Nanoscale approaches may eventually affect all stages of cancer care.
"The ability to make meaningful protein measurements using minute quantities of tissue will allow for earlier discovery of tumors, characterization of small amounts of residual disease and detection of recurrence," Fan concluded.

NIA could be predominantly beneficial in studying rare cell populations such as circulating tumor cells and cancer stem cells.

Tumor Cells May Provide Information on a Patient’s Disease

Circulating tumor cells may create a new alternative and non-invasive source for biomarker assessment a new study shows.

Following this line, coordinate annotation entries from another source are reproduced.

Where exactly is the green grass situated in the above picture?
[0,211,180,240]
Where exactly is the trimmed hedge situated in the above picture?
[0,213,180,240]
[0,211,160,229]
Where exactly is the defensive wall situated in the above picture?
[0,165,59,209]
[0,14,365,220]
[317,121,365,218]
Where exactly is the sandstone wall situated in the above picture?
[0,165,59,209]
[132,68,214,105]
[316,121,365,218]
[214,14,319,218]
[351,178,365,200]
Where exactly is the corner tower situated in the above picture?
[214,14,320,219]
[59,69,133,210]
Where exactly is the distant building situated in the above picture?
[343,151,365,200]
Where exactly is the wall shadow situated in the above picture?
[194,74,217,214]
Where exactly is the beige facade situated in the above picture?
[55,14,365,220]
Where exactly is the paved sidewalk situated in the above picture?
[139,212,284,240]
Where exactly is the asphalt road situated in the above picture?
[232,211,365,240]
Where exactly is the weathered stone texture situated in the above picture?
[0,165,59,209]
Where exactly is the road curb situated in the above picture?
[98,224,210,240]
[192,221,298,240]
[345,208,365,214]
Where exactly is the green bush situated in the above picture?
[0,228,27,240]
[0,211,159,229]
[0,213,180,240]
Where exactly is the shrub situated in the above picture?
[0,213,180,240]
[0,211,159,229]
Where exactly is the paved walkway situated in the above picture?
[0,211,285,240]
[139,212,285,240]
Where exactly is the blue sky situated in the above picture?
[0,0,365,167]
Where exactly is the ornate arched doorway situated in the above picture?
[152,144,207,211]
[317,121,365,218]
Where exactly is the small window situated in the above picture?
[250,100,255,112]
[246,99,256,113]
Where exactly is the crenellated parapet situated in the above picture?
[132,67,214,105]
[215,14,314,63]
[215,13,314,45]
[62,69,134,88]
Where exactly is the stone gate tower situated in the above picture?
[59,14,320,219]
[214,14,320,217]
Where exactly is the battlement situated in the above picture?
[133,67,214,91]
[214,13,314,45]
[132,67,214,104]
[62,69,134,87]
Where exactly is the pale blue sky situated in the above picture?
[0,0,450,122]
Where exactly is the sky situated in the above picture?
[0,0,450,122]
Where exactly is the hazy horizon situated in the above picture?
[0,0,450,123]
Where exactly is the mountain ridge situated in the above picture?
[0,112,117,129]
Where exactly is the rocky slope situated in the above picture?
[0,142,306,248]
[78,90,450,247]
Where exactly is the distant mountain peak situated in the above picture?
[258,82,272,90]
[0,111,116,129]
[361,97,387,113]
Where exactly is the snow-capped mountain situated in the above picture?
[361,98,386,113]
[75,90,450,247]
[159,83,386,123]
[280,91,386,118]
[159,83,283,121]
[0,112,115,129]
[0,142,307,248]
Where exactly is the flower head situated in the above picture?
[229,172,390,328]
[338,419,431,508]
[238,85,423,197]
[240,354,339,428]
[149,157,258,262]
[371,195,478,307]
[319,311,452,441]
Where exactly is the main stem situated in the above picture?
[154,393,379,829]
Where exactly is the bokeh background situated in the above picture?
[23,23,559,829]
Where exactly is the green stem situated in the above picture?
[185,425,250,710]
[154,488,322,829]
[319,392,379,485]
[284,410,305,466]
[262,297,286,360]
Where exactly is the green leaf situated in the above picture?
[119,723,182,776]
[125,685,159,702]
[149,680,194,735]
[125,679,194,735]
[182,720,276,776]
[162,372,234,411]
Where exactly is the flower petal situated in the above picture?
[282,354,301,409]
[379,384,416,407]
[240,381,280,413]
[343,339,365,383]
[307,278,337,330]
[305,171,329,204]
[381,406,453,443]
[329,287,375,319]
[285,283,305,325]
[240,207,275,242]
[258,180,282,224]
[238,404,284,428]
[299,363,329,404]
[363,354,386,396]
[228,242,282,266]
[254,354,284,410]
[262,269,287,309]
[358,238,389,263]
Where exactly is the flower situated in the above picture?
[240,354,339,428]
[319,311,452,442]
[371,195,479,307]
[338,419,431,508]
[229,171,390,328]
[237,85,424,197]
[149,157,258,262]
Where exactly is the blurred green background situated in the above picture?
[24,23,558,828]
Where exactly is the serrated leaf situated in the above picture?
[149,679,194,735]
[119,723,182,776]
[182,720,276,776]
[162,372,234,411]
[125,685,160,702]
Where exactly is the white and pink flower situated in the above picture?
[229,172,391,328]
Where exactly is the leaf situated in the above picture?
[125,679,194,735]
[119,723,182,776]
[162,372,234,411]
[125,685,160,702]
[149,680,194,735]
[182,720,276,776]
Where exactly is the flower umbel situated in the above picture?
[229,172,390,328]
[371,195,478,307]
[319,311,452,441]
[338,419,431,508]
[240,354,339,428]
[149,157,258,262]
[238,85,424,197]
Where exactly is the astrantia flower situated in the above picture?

According to the National Cancer Institute, the major cause of mortality in patients with cancer is caused by tumor cells that escape from the primary tumor into the bloodstream and travel through the circulation to distant sites where they develop into secondary tumors. These are called circulating tumor cells or CTC, and they provide a link between the primary tumor and metastatic sites.

“The basic idea is that CTCs can provide real time information about a patient’s current disease state, acting as a “liquid biopsy,” Siminder Kaur Atway, PhD, senior research associate at Genentech was quoted saying. “ They are much less invasive than tumor biopsies because they can be detected from a blood draw and don’t require surgical intervention.”

Researchers at Genentech compared the CTC capture efficiency of the drug CellSearch with two biochip platforms using tumor cell lines spiked into whole blood. They tried to detect EGFR protein in patients with lung cancer and HER2 in patients with metastatic breast cancer.

Results showed that in some cases, CTC might offer a real time view of a patient's biomarker status that is different from diagnostic tissue. Researchers say some improvements are necessary before the technology can be generally useful in clinical biomarkers and future studies will look for other biomarkers in CTCs to determine if they represent a patient's tumor.